Today is the Queen’s 90th birthday. Naturally this means extensive coverage in the media. This morning I was listening to Radio 4 in the car on the way to work and part of this coverage included a reporter going to the barracks at Hyde Park to have a look at the preparations the Household Cavalry is having to do for various birthday parades.
And it made for depressing listening, for me at least. The reporter, Roya Nikkah, was happily describing some of the things the soldiers were doing to get their equine charges ready to go out in public. One soldier was whitening his charge’s socks with chalk so they’d look “immaculate”. Not such a problem, maybe, unless the chalk ends up irritating the skin, probably not so likely. But then she went on to explain that he was also shaving off the horse’s whiskers on its muzzle, to make it “look smart”. The Queen, we were then told, being such a lover of horses, has a keen eye and always scrutinises the horses on parade to ensure that they are turned out looking their best. But should looks be more important than well-being?
Those of you who are regular readers will no doubt know that a horse’s whiskers are as important to him as a cat’s. Would we trim off a cat’s whiskers to make him look smart too? Horses need their whiskers to feel for things under their noses where due to the position of their eyes, they can’t see. But then, as these horses are doubtless shut in their stables for the vast majority of their time, would they ever get the chance to explore the world around them with their delicate whiskers?
The report then went on to talk to one of the Household Cavalry’s 14 farriers. He proudly related how well they look after the horses’ feet, shoeing them regularly as they’re trying to “minimise concussion”. Quite how nailing a piece of iron to the bottom of a horse’s hoof before it goes out on the roads around London would minimise concussion has never been adequately explained to me. Wouldn’t the horses be better off barefoot, which has worked so well for institutions such as the Houston Mounted Police Force in America?

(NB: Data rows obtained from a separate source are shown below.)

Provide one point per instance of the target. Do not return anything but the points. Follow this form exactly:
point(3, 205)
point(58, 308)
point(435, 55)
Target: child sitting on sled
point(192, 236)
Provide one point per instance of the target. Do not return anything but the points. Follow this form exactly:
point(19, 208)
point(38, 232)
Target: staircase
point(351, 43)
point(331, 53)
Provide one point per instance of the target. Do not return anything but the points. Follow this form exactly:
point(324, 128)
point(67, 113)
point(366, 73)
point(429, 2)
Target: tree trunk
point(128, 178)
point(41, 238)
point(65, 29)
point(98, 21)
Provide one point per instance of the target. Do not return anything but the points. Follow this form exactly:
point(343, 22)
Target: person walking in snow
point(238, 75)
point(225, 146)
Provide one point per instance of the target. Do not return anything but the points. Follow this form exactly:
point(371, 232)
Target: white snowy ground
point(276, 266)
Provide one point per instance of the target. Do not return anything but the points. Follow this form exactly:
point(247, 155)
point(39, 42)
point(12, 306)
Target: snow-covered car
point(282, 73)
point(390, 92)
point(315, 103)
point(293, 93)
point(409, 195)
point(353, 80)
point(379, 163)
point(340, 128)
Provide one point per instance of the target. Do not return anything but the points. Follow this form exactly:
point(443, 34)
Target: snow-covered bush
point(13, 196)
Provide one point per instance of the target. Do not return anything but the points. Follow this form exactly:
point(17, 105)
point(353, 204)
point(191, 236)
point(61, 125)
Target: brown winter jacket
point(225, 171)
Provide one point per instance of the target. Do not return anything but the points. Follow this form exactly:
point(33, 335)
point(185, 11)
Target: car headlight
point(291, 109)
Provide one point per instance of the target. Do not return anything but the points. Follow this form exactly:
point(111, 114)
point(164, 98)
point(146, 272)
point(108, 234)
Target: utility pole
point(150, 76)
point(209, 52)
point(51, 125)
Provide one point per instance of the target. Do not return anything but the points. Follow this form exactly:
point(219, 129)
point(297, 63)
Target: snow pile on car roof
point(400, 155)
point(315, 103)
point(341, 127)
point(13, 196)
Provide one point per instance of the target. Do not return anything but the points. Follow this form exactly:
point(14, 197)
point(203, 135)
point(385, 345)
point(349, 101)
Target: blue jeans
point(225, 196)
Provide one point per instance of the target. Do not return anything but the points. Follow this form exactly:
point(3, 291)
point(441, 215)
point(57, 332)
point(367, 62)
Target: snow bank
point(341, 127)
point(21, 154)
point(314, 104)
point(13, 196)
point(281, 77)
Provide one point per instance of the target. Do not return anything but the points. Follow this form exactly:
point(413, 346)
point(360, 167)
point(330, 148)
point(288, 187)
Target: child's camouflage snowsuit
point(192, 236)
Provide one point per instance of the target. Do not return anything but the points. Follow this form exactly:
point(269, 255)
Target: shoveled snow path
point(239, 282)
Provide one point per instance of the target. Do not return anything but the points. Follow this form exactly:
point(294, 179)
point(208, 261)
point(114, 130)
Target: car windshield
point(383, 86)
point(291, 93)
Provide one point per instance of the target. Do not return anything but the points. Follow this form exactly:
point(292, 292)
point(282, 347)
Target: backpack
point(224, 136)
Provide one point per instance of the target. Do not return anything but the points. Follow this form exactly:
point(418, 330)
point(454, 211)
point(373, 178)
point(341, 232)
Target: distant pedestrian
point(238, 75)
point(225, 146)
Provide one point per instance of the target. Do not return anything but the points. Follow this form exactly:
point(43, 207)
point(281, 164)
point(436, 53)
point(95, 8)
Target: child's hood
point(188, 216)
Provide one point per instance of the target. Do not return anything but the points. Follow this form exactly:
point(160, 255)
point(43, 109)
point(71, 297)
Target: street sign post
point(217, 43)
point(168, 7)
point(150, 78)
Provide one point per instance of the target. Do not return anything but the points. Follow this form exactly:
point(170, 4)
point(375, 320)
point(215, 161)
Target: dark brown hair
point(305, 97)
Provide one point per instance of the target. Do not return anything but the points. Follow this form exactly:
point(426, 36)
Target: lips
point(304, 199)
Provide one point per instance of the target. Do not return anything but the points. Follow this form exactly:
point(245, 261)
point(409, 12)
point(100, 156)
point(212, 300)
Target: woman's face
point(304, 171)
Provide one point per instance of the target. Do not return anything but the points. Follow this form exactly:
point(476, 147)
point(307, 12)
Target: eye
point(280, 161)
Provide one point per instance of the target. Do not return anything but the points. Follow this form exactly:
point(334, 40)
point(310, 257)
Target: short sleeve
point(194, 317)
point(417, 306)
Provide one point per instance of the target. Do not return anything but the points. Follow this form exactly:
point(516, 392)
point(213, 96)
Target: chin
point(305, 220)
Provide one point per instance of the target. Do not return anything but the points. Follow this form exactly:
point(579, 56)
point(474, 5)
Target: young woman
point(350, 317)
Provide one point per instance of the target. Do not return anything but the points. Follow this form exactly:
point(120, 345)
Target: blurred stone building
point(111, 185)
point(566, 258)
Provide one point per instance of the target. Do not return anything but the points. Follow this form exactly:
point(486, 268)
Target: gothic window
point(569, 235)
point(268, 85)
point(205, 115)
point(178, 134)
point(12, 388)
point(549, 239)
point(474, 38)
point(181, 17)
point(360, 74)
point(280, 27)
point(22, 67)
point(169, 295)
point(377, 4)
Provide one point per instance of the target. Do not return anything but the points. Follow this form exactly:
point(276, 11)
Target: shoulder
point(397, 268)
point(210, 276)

But no, we’re British of course, and therefore bound by rigid tradition. Tradition that also dictates just how much metalwork needs to be on the head (and more accurately, in the mouth) of a Cavalry Black. Have you ever seen them on parade without a large amount of head tossing? I have been told that the amount of kit a soldier must wear and the rigidity of some of it makes for a very uncomfortable parade duty. But at least these men have chosen to be there. Their horses haven’t. But then as so often in the equine world, the horse’s side of the story just isn't taken into consideration…….
So when you watch all those immaculately turned out horses on parade for the Queen over the next few days, spare a thought for them. Kept, like racehorses, in an unnatural way for an equine, using traditional methods, in traditional tack (this regiment dates back to the Restoration, I believe) I wonder just how happy and healthy they are? I don’t know about you, but thinking of things from the horses’ point of view will definitely lessen my enjoyment of those birthday celebrations.